M.M. : Pensez-vous qu'un jour Madagascar pourrait se comparer aux États-Unis, en matière de démocratie ?

F.M.R. : Madagascar est déjà sur cette voie, bien que nous ayons encore un long chemin à parcourir. Mais nous savons tous que la démocratie ne s'implante, ni se maintient, sans l'éducation de la population. Et l'éducation en générale à Madagascar reste un très grand enjeu. Plus la population est éduquée, plus nous ferons un vote réfléchi, et plus nous aurons des dirigeants responsables. Un citoyen éduqué est en mesure de revendiquer ses droits et dénoncer les injustices librement. Nous pourrons ainsi nous comparer à tout autre pays en termes de démocratie lorsque nous nous en donnerons les moyens.

M.M. : Une fois de retour au pays, quel serait votre projet ? À quoi va servir votre stage ?

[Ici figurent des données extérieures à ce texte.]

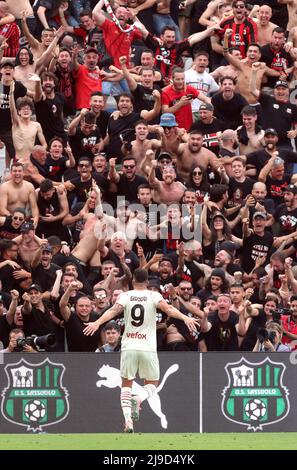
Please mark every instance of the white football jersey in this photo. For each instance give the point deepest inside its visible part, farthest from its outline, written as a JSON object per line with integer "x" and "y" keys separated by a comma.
{"x": 140, "y": 309}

F.M.R. : Premièrement, j'envisage de contribuer à la reconnaissance de la langue des signes malgache en tant que langue officielle, tel que j'ai toujours avancé dans mes travaux et écrits académiques. Le fellowship m'a permis de me connecter avec des personnes et des organismes internationaux qui m'appuieront certainement à travers cette vision. Tout cela, bien sûr, en étroite collaboration avec la Fédération des Sourds à Madagascar puisqu'il s'agit de leur langue ! Nous ne pouvons pas parler de handicap ni de surdité sans inclure les personnes les plus concernées. Je compte également apporter ma contribution dans la mise en place de notre association d'interprète en langue des signes, longtemps minorée. Savez-vous que la profession d'interprète en langue des signes est comparable à toute autre profession d'interprétation/traduction ? Et je parle bien de " profession " et non de " métier ", ce qui exige un effort plus d'ordre intellectuel que physique, et qui s'acquiert avant tout par la formation. Cependant, même auprès des organismes œuvrant dans le domaine du handicap, on hésite encore à considérer l'interprète en langue des signes à sa juste valeur. Moyennement, un interprète en langue des signes gagne presque quatre fois moins que tout autre interprète, pour une même durée de travail. Ce n'est pas acceptable. Pour ce qui est de la vision dans le long terme, je pense pouvoir (et devoir) contribuer à l'accès des sourds à l'enseignement supérieur public. Nous aurons assurément d'autres occasions pour en parler davantage.